Data Science Project Tooling

Posted on October 9, 2023

I have spent a lot of time thinking about how to structure data science projects. Data science projects require a ton of infrastructure because they need to handle:

  • code
  • one-off scripts
  • lots and lots of documentation, containing figures and numerical results
  • potentially very large datasets
  • long hardware-specific processes that may require compute clusters

All of these requirements are just for model development and experimentation; bringing a model to production requires another suite of tools. It is important to have an organized and capable methodology that will help you to speed up your feedback loops and keep your team on the same page.

Git-based Experiment Tracking

I base my project versioning approach off of gitflow style software development. I am strict about the git repository only containing hashes, documentation, and code. The git repository shouldn’t contain any data, plots, PDFs, figures, or experiment results. I am strict on these points because artifacts obfuscate git diffs and can quickly grow the repo to an unmanageable size. I also believe that keeping generated artifacts in version control makes it more difficult to ensure that they are reproducible. Instead, I store experiment results in pull requests on a git forge (e.g. gitea ).

How does this work? Each experiment lives in a git branch and my main branch only contains common libraries for data access, engineering, visualization, and of course, the models. Let’s say I want to run an experiment that compares model performance for a set of feature representations. First, I create a pull request with a short description and then work on my experiment script and markdown report in the associated git branch. As I am working on the experiment, I attach my results, reports, and plots to comments in the pull request. If you want artifacts to be easily reproducible in the future, I suggest that any artifact that gets posted in the pull request should have an associated GNUMake command that will generate it from scratch in the commit directly preceding the comment. This style allows the assets to be directly tied to the code that generates them without polluting the git repository.

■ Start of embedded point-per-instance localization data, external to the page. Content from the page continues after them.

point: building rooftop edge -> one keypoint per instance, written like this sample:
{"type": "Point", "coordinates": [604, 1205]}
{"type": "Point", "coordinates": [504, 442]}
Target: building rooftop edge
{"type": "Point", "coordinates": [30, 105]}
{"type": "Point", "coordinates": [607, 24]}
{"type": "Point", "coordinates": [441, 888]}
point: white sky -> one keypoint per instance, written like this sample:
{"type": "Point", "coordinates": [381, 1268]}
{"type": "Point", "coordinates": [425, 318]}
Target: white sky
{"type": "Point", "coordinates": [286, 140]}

This approach is similar to the approach used by DVC.

I don’t keep Jupyter Notebooks in my git repositories because they act more like generated assets than code with respect to git. Instead, I use Python scripts with outputs embedded in markdown files. Jupyter notebooks are convenient, beautiful, and have great caching features, but they also have out-of-order execution and they don’t integrate well with most text editors, git, or build systems.

Folder Structure

My typical populated folder structure looks something like this:

├── .envrc
├── .gitignore
├── flake.lock
├── flake.nix
├── Makefile
├── poetry.lock
├── pyproject.toml
├── readme.md
├── src
│   ├── data-access.py
│   ├── data-engineering.py
│   ├── visualization.py
│   ├── check-hash.sh
│   └── model.py
├── generated
│   └── 2023-10-07-Covariance-Matrix-Prior-Investigation
│       ├── assets
│       │   ├── data
│       │   │   ├── raw.csv
│       │   │   ├── features.csv
│       │   │   └── results.csv
│       │   └── figures
│       │       ├── plot1.svg
│       │       ├── plot2.svg
│       │       ├── plot3.svg
│       │       ├── plot3-lab-presentation-format.svg
│       │       └── plot4.svg
│       └── outputs
│           ├── 2023-10-10-lab-presentation.pdf
│           └── report.pdf
└── scripts
    └── 2023-10-07-Covariance-Matrix-Prior-Investigation
        ├── report.md
        ├── hashes.txt
        ├── 2023-10-10-lab-presentation.md
        └── script.py

The generated folder is ignored by git; this folder contains all generated assets and intermediate stages. The scripts folder contains the scripts and associated documentation for each experiment. I give each experiment a unique subfolder in the scripts and generated folders because you will often want to pull up the results from multiple experiments simultaneously. Now, you can simply merge all the relevant branches together and conflicts will be restricted to the src directory.

Reproduciblility

In addition to insisting that any shared artifacts can be recreated from scratch with a GNUMake command, I also insist that the relevant software used is reproducible. This prevents library mismatches in the complex wonderland that is the Python package ecosystem.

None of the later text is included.